Some people have an idealized image of their pastor as a person of automatic piety and prayer. They like to believe that their pastors are always walking with God, constantly filled with love of God and neighbor. But if one talks with a pastor for any length of time, one discovers that he or she is human, filled with flaws, failings and foibles. Yet hopefully, she also know where to go for restoration.
After a busy and emotionally draining season of church work, I knew my own flaws, failings and foibles were rising close to the surface. Fortunately my 12 step spirituality group had schedule a Step Eleven Retreat: “Sought through prayer and meditation to improve our conscious contact with God, praying only for the knowledge of His will for us and the power to carry it out.” We had chosen to spend 1-2 days at Pacem in Terris where each of us would spend time in our individual tiny cabin called a hermitage.

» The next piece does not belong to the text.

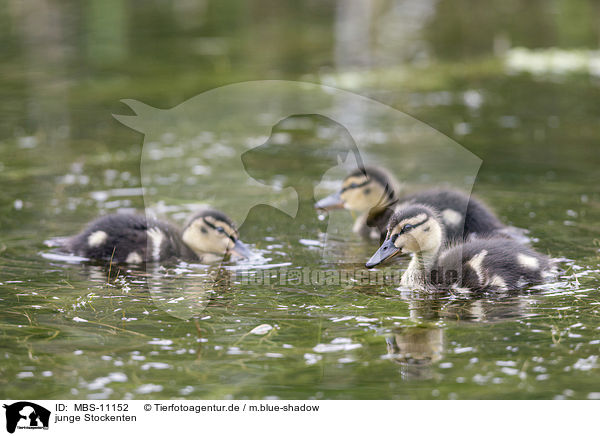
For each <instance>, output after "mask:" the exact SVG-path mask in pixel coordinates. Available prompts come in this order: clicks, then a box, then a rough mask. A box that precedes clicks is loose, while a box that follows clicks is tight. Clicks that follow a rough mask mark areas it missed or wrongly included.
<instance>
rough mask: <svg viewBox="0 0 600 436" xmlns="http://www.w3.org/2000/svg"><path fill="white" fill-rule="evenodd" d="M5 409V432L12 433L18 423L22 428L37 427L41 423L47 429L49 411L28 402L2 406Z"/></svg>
mask: <svg viewBox="0 0 600 436" xmlns="http://www.w3.org/2000/svg"><path fill="white" fill-rule="evenodd" d="M4 408H5V409H6V431H8V432H9V433H14V432H15V429H16V428H17V425H18V424H19V421H21V420H24V422H21V425H22V426H24V427H25V426H27V427H38V426H39V425H40V424H39V421H41V423H42V426H43V428H48V424H49V422H50V411H49V410H48V409H45V408H44V407H42V406H38V405H37V404H35V403H30V402H29V401H19V402H18V403H13V404H11V405H6V404H4Z"/></svg>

Like anything new, I approached the retreat somewhat awkwardly, wondering if I had brought enough clothing for the sub-zero or enough reading material. It turned out I had plenty of each.
The staff warmly welcomed me at the central house, gave me a brief orientation (“this is a place to rest your body, soul and spirit, so if your body needs a nap take it.”) and then took me out to my hermitage. Laura presented me with a basket of bread, cheese and fruit, showed me how to operate the gas burner for tea and how to light the sole gas lantern for light at night. Then she left me to be alone with God.
But to all who received him, who believed in his name, he gave power to become children of God, John 1:12
See what love the Father has given us, that we should be called children of God; and that is what we are. The reason the world does not know us is that it did not know him. I John 3:1
I reflected on a piece of mission statement I wrote nearly twenty years ago
Created in the image of God,
baptized into the death and resurrection of Jesus Christ,
and empowered by the Holy Spirit,
I am a child of God,
In our culture, even the church culture, our value is often determined by what we produce: what have I accomplished, achieved and acquired. Yet in God’s economy, our value rests solely in being his child.
What a valuable reminder to rest in that promise.
When or where have you spent time alone with God?
Lord Jesus, thank you that I am your beloved.